Hoje, na época em que o escrever foi praticamente substituído pelo “clicar”, há até quem considere escrever à mão uma autêntica terapia que nos devolve alguma sensação de autonomia e controlo.
Já tenho vindo a partilhar algumas das minhas experiências de escrever à mão aqui ou aqui, mas a verdade é que, há vários meses que me inscrevi numa rede de troca de postais que tem acalmado um pouco mais estas saudades e que me tem deixado um pouco mais feliz!

O Postcrossing é um projecto mundial originalmente lançado por Portugueses! A ideia do projecto é trocar postais com moradas que nos são atribuídas. Não implica necessariamente manter uma conversa, a não ser que queiramos, posteriormente, fazê-lo. Apenas enviar postais e partilhar um pouco da nossa cultura, dos nossos dias e até dos nossos sonhos! Inicialmente esta vertente “sem compromisso” não me estava a cativar. Não ter nada de especial para dizer, poder enviar um postal apenas com “Olá! Espero que gostes deste postal!” era um pouco estranho mas acho que temos de aceitar que nem todos temos as mesmas ambições em relação ao projecto. Uns pretendem apenas trocar postais porque são coleccionadores! Outros, como eu, vibram com o entusiasmo de receber algo na caixa do correio com um pouco daquilo que nem sempre nos sentimos confortáveis a partilhar com estranhos.

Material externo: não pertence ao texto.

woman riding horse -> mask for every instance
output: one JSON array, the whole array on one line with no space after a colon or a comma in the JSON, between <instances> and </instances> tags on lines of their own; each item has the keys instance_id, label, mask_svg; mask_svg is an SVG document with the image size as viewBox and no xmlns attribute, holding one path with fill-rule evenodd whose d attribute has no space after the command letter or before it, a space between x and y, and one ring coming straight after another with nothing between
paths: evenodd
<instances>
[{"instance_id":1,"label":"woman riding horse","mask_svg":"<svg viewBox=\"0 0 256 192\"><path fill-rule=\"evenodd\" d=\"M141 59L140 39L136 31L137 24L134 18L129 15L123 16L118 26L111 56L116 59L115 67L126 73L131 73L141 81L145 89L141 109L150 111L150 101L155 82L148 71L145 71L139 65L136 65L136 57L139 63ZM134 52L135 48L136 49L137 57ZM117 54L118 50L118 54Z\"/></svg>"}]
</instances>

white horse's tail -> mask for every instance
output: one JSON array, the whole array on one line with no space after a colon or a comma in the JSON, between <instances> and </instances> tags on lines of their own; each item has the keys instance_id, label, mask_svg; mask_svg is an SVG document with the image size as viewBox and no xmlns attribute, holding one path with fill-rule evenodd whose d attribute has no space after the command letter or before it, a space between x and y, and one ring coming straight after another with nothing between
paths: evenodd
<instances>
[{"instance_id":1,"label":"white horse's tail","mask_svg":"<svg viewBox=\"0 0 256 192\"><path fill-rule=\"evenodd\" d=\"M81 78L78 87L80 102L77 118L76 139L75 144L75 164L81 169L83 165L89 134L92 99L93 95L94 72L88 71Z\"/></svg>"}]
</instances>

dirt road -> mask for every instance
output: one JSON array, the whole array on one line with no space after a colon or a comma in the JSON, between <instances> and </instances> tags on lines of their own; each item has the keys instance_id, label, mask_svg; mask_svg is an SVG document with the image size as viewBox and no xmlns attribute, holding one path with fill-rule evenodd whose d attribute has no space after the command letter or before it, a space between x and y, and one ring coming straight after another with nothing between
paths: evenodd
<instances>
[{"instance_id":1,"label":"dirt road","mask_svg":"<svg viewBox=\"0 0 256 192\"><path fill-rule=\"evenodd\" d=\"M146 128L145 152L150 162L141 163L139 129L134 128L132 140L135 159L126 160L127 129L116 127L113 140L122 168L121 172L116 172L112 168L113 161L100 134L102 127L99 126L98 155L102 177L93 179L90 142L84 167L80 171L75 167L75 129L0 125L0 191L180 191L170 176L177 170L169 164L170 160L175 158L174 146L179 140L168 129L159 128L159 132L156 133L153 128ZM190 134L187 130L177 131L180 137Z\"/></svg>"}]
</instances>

Não quero dizer que partilhe coisas da minha vida pessoal que não deva, nada disso. Mas como a maior parte dos utilizadores do projecto têm um perfil com uma pequena biografia e ambições em relação ao projecto, é muitas vezes possível encontrar coincidências connosco ou questões que o destinatário gostava de ver respondidas! Desta forma, acabamos por partilhar um pouco mais de nós do que aquilo que estávamos à espera sem, contuso, comprometer a nossa privacidade. Além disso, tenho apreciado muito a caligrafia e as descrições dos meus correspondentes têm-me feito imaginar um pouco como será viver no seu país!

Nestes meses já recebi postais dos Estados Unidos da America, da Rússia, da Bielorússia, da Itália, do Brasil e da Alemanha. E já enviei para Os Estados Unidos da América, Taiwan, Rússia, Finlândia e Alemanha! É sempre com muito entusiasmo que verifico a minha caixa de correio e posso dizer que todos os postais que recebi têm qualquer coisa de especial pelo que os guardei religiosamente no local onde moram todas as coisas boas.

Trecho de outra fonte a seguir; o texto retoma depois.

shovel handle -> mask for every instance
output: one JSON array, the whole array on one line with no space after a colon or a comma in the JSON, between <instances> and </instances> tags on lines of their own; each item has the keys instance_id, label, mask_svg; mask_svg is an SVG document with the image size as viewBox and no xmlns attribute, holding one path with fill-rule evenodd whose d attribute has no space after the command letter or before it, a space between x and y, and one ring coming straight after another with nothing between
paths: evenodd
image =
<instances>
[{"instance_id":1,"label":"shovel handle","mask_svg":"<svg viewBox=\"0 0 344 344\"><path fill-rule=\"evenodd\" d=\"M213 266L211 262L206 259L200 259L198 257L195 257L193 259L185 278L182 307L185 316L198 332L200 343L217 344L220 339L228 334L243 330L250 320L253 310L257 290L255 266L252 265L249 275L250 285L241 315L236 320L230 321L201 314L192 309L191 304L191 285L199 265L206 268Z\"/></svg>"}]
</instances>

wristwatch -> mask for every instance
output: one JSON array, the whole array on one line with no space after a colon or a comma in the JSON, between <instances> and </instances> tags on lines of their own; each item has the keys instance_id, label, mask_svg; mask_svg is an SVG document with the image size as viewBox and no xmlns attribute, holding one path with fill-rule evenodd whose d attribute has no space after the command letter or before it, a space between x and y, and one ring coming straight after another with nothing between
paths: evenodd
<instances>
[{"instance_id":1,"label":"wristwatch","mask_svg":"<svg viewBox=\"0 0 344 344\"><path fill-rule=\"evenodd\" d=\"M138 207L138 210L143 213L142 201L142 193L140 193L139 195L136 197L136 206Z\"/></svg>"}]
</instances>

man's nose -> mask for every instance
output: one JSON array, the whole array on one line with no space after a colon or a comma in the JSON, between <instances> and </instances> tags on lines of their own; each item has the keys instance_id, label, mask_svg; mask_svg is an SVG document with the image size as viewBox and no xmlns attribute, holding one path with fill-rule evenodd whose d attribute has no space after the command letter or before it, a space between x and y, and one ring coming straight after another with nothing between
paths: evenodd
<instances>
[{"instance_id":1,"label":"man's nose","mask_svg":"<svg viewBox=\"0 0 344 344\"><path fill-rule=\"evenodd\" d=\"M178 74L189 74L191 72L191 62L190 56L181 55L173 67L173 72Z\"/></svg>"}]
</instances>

Quantos mais enviar, maior probabilidade tenho de receber. Mas para não me perder (para enviar um postal gasto aproximadamente 1 euro: cerca de 50 cêntimos no postal e outros 50 no selo) decidi estabelecer que enviaria um mínimo de um e um máximo de três postais por mês!

One of the things I remember very fondly is the time when we all wrote by hand. I’m not talking about school work! I am talking about the letters I wrote to my friends, my pen-friends, the postcards I sent on vacations, Christmas, etc. A clean handwriting letter was a constant challenge but it also gave us joy and motivated us to improve, to write continuously, not to give up and to have some fluency of thought that, nowadays is easily camouflaged in a text written in the computer: nobody will know the mistakes we made, the times we fooled ourselves or the “cut and paste” we did to improve our text… or how we managed to hide what really goes in our souls.
Nowadays writing has been almost completely replaced by the “click”, handwriting is already considered a therapy that gives us some sense of autonomy and control.
I have already been sharing some of my experiences of writing by hand here or here but, several months ago, I have signed up for a postcard exchange network that has calmed down a bit my memories of handwriting and made me a little happier!

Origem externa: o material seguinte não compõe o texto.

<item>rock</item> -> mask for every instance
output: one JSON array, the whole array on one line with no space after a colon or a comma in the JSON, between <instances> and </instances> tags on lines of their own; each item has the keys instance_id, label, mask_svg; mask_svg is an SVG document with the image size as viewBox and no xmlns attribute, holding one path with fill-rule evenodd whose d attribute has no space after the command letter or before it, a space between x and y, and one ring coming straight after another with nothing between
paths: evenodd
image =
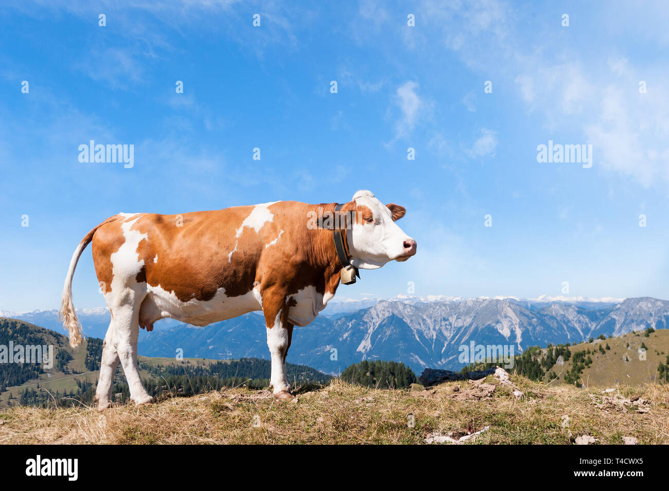
<instances>
[{"instance_id":1,"label":"rock","mask_svg":"<svg viewBox=\"0 0 669 491\"><path fill-rule=\"evenodd\" d=\"M453 438L452 432L448 434L448 435L440 435L438 433L429 433L425 438L425 442L426 444L449 443L449 444L455 444L456 445L462 445L462 444L474 442L475 440L476 440L477 437L481 435L481 434L487 432L490 429L490 426L486 426L484 428L482 428L478 430L478 432L470 434L468 435L465 435L464 436L462 436L458 439Z\"/></svg>"},{"instance_id":2,"label":"rock","mask_svg":"<svg viewBox=\"0 0 669 491\"><path fill-rule=\"evenodd\" d=\"M503 368L497 367L497 368L495 369L494 376L495 378L498 379L504 385L513 385L513 382L511 381L511 378L508 376L508 372Z\"/></svg>"},{"instance_id":3,"label":"rock","mask_svg":"<svg viewBox=\"0 0 669 491\"><path fill-rule=\"evenodd\" d=\"M425 386L419 383L412 383L409 385L409 389L411 392L420 392L425 389Z\"/></svg>"},{"instance_id":4,"label":"rock","mask_svg":"<svg viewBox=\"0 0 669 491\"><path fill-rule=\"evenodd\" d=\"M436 385L442 382L450 382L456 380L476 380L484 379L489 375L494 375L498 367L490 368L481 371L470 371L467 373L460 373L450 370L438 370L434 368L426 368L423 370L420 377L421 383L425 387Z\"/></svg>"},{"instance_id":5,"label":"rock","mask_svg":"<svg viewBox=\"0 0 669 491\"><path fill-rule=\"evenodd\" d=\"M589 435L581 435L576 437L577 445L590 445L598 441L597 438Z\"/></svg>"},{"instance_id":6,"label":"rock","mask_svg":"<svg viewBox=\"0 0 669 491\"><path fill-rule=\"evenodd\" d=\"M479 399L483 397L489 397L492 395L496 385L494 383L482 383L481 380L476 381L470 381L470 386L465 387L462 390L454 391L451 394L451 399L458 401L468 401L470 399Z\"/></svg>"}]
</instances>

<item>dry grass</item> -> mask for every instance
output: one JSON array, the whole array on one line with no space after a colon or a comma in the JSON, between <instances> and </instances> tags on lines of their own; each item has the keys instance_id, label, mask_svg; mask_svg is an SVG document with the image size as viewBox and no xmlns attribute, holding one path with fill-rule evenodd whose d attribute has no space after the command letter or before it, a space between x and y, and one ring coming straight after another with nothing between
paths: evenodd
<instances>
[{"instance_id":1,"label":"dry grass","mask_svg":"<svg viewBox=\"0 0 669 491\"><path fill-rule=\"evenodd\" d=\"M488 379L495 391L479 400L452 397L455 386L467 388L464 381L417 393L335 379L295 402L240 388L102 413L13 407L0 412L0 443L421 444L427 434L460 435L488 426L476 443L569 444L583 434L603 444L621 444L623 436L669 443L669 386L619 387L603 394L602 387L545 387L514 376L524 394L516 399L508 385ZM619 402L634 395L648 401L648 412L639 412L638 402Z\"/></svg>"}]
</instances>

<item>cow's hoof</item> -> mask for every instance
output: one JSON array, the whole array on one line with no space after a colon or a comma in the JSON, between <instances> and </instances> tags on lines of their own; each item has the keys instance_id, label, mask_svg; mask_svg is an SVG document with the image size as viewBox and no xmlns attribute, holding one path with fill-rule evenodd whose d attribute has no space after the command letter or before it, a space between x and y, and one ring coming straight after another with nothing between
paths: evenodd
<instances>
[{"instance_id":1,"label":"cow's hoof","mask_svg":"<svg viewBox=\"0 0 669 491\"><path fill-rule=\"evenodd\" d=\"M139 399L134 401L135 405L142 405L142 404L151 404L153 402L153 397L151 395L147 395L145 397Z\"/></svg>"},{"instance_id":2,"label":"cow's hoof","mask_svg":"<svg viewBox=\"0 0 669 491\"><path fill-rule=\"evenodd\" d=\"M293 395L287 390L282 390L274 394L274 397L277 399L292 399Z\"/></svg>"}]
</instances>

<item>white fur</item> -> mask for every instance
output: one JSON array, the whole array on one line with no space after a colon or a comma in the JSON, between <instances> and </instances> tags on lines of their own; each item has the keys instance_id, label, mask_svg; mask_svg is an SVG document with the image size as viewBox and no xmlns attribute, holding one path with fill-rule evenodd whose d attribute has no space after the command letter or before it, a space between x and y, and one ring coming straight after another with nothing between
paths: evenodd
<instances>
[{"instance_id":1,"label":"white fur","mask_svg":"<svg viewBox=\"0 0 669 491\"><path fill-rule=\"evenodd\" d=\"M332 294L330 297L332 297ZM316 291L316 287L308 286L290 295L297 302L290 307L288 321L292 324L304 327L316 319L318 313L325 308L327 301L323 301L323 295Z\"/></svg>"},{"instance_id":2,"label":"white fur","mask_svg":"<svg viewBox=\"0 0 669 491\"><path fill-rule=\"evenodd\" d=\"M370 191L358 191L353 200L371 210L373 223L353 224L347 231L351 264L363 269L377 269L404 254L404 241L413 240L397 224L388 207Z\"/></svg>"},{"instance_id":3,"label":"white fur","mask_svg":"<svg viewBox=\"0 0 669 491\"><path fill-rule=\"evenodd\" d=\"M286 350L288 347L288 331L281 323L281 311L276 315L274 325L267 328L267 346L272 355L272 375L270 384L274 393L290 391L286 377Z\"/></svg>"},{"instance_id":4,"label":"white fur","mask_svg":"<svg viewBox=\"0 0 669 491\"><path fill-rule=\"evenodd\" d=\"M110 403L108 387L113 381L115 365L119 361L123 365L130 397L138 404L153 400L144 388L137 369L139 310L147 295L147 284L136 281L137 273L144 266L144 261L139 259L137 248L139 242L147 238L147 234L130 230L139 218L137 214L126 216L121 224L125 241L110 256L111 291L105 294L104 299L113 317L105 336L102 365L96 391L100 408L106 407ZM135 218L131 220L132 217Z\"/></svg>"},{"instance_id":5,"label":"white fur","mask_svg":"<svg viewBox=\"0 0 669 491\"><path fill-rule=\"evenodd\" d=\"M254 206L253 210L251 210L251 213L244 218L244 221L242 222L240 228L237 229L237 233L235 234L235 236L239 238L245 226L251 227L256 230L256 233L258 233L262 228L263 225L268 222L272 222L274 220L274 216L270 212L268 206L276 202L277 202L262 203Z\"/></svg>"}]
</instances>

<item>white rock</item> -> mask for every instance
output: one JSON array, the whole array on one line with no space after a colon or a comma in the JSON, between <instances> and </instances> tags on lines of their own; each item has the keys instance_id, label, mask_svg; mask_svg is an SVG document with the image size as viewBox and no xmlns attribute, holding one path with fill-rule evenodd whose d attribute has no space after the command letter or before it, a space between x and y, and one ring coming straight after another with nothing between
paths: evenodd
<instances>
[{"instance_id":1,"label":"white rock","mask_svg":"<svg viewBox=\"0 0 669 491\"><path fill-rule=\"evenodd\" d=\"M581 436L576 437L576 444L577 445L589 445L590 444L593 444L597 442L597 438L590 436L589 435L581 435Z\"/></svg>"}]
</instances>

Postcrossing is a worldwide project originally launched by two Portugueses! The idea is to exchange postcards with addresses that are assigned to us. It does not necessarily imply holding a conversation, unless we want to do it. Just send postcards and share some of our culture, our days and even our dreams! Initially, this “no commitment” aspect was not captivating me. Not having anything special to say, being able to send a postcard just with “Hello! I hope you like this postcard!“ was a bit strange but I think we have to accept that not everyone has the same ambitions regarding the project. Some just want to trade postcards because they are collectors! Others, like me, vibrate with the enthusiasm of receiving something in the mailbox with a little of what we do not always feel comfortable sharing with strangers. I do not mean that I share things in my personal life that I should not. But since most users of the project have a profile with a small biography and ambitions regarding the project, it is often possible to find coincidences or even questions that the recipient would like to see answered by us! In this way, we ended up sharing a little more of ourselves than what we were expecting without compromising our privacy. Besides, I have been very fond of the calligraphy and the descriptions that my correspondents make to me! This always makes me wonder what it will be like to live in the country and the life they live!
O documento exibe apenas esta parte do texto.